Methods: We compared IBDM pipelines using either CT- or MRI-based spatial normalisation in 128 children (ages 3.3-19.7 years) who received photon radiotherapy for primary brain tumours at a single institution. We quantified spatial-normalisation accuracy using contour comparison measures (centre-of-mass separation, average contour distance-to-agreement (DT avg ), and Hausdorff distance) at multiple anatomic loci. We performed an end-to-end test of CT- and MRI-IBDM using modified clinical dose distributions and simulated effect labels to detect associations in pre-defined anatomic loci. Accuracy was assessed via sensitivity and specificity.

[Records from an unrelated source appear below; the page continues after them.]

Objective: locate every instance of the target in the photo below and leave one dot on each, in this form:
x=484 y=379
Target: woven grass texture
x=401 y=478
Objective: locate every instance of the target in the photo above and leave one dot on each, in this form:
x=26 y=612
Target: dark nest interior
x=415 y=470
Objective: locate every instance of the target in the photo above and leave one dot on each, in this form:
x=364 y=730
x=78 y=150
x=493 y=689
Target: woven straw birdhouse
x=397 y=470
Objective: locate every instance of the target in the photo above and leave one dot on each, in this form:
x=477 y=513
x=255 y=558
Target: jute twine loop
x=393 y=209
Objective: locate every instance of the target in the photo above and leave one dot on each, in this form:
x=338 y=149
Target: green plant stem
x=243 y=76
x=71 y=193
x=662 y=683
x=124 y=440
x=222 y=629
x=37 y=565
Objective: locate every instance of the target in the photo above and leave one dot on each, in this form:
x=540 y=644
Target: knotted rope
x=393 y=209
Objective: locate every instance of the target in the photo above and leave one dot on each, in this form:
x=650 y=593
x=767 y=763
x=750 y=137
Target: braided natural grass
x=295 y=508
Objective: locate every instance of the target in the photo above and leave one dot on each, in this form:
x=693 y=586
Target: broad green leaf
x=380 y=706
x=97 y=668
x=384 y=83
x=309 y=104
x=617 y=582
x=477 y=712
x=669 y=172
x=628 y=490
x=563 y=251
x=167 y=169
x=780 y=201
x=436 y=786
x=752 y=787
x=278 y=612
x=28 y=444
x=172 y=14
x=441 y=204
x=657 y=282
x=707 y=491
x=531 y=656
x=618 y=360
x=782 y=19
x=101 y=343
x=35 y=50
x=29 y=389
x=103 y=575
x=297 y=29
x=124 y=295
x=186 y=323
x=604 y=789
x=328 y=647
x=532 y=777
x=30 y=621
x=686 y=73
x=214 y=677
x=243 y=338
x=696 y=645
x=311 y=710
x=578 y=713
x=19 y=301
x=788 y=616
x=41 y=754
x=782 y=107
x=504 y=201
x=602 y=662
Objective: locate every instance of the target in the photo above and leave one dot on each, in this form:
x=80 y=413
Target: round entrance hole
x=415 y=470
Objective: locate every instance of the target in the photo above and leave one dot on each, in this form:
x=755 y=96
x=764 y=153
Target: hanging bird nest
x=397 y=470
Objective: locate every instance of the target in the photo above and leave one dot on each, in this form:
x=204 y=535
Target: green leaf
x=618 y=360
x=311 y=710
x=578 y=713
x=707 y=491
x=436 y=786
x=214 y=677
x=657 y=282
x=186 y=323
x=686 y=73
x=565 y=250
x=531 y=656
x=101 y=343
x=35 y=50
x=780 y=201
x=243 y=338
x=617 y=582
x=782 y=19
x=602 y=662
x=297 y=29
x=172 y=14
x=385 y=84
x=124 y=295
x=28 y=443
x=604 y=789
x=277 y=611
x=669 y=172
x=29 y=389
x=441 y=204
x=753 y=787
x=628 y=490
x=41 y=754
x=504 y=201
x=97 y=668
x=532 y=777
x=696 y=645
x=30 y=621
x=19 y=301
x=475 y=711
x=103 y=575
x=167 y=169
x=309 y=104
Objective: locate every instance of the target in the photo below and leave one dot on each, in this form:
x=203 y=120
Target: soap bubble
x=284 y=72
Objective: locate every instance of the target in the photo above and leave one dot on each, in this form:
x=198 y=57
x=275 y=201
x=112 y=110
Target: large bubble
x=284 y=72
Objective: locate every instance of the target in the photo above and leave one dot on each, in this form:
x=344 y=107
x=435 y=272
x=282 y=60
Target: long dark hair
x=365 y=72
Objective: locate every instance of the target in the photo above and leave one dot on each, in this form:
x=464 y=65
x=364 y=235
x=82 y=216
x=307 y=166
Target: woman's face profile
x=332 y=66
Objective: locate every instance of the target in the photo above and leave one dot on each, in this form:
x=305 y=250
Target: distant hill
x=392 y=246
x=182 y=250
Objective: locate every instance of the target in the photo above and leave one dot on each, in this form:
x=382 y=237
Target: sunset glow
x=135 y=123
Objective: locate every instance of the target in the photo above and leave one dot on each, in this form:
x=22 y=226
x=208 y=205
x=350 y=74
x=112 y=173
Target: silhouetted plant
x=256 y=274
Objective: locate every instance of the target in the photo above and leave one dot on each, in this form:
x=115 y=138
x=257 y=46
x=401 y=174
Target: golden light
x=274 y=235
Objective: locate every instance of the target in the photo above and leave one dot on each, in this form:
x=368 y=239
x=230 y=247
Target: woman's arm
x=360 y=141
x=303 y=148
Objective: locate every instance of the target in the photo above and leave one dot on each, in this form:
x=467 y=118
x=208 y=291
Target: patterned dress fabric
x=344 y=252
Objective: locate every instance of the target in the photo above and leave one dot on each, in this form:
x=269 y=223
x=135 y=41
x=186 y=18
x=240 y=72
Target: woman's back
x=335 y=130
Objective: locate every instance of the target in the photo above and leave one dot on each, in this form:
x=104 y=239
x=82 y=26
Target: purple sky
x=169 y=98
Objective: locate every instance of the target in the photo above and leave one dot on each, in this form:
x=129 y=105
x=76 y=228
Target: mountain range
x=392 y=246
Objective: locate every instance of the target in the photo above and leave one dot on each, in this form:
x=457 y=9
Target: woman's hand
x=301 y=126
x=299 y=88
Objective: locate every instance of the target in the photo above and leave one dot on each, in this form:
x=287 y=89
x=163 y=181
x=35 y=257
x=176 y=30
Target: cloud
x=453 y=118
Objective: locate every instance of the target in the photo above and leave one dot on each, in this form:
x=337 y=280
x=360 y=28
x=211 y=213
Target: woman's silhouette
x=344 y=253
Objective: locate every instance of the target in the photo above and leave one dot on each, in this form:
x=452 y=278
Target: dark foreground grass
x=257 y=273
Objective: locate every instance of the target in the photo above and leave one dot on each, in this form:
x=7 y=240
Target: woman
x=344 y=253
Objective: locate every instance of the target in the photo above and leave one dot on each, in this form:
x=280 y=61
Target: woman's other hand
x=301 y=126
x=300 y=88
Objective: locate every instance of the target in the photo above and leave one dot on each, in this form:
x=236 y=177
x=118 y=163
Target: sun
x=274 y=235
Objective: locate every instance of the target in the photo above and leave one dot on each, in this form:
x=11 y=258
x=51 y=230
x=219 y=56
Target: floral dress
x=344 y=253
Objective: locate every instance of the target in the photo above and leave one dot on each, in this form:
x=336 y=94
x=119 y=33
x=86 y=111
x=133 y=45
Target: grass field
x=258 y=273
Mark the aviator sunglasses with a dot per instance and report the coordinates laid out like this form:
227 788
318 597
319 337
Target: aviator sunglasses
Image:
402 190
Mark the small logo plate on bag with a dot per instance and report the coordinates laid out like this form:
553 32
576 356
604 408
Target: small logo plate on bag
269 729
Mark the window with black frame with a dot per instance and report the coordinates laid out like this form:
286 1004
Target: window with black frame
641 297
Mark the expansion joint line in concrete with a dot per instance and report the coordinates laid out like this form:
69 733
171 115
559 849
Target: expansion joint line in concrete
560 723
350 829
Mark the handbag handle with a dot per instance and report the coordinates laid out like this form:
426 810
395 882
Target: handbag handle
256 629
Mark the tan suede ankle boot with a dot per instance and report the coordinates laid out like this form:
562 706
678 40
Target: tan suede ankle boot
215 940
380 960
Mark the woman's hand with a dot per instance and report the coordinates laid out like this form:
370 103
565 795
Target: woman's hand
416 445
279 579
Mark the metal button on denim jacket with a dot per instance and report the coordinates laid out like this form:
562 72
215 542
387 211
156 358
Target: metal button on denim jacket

Results: Spatial normalisation accuracy was comparable for both modalities, with a significant but small improvement for MRI compared to CT in all structures except the brainstem. The median (range) difference between the DT avg for the two pipelines was 0.37 (0.00-2.91) mm. The end-to-end test revealed no significant difference in sensitivity of the IBDM-identified regions for the two pipelines. Specificity slightly improved for MR-IBDM at the 99% significance level.
Conclusion: CT-based IBDM was comparable to MR-based IBDM, despite a small advantage in spatial normalisation accuracy with MRI. The use of CT-IBDM over MR-IBDM is useful for multi-institutional retrospective IBDM studies, where the availability of standardised MRI data can be limited.
Competing Interests: Declaration of competing interest The authors declare that they have no known competing financial interests or personal relationships that could have appeared to influence the work reported in this paper.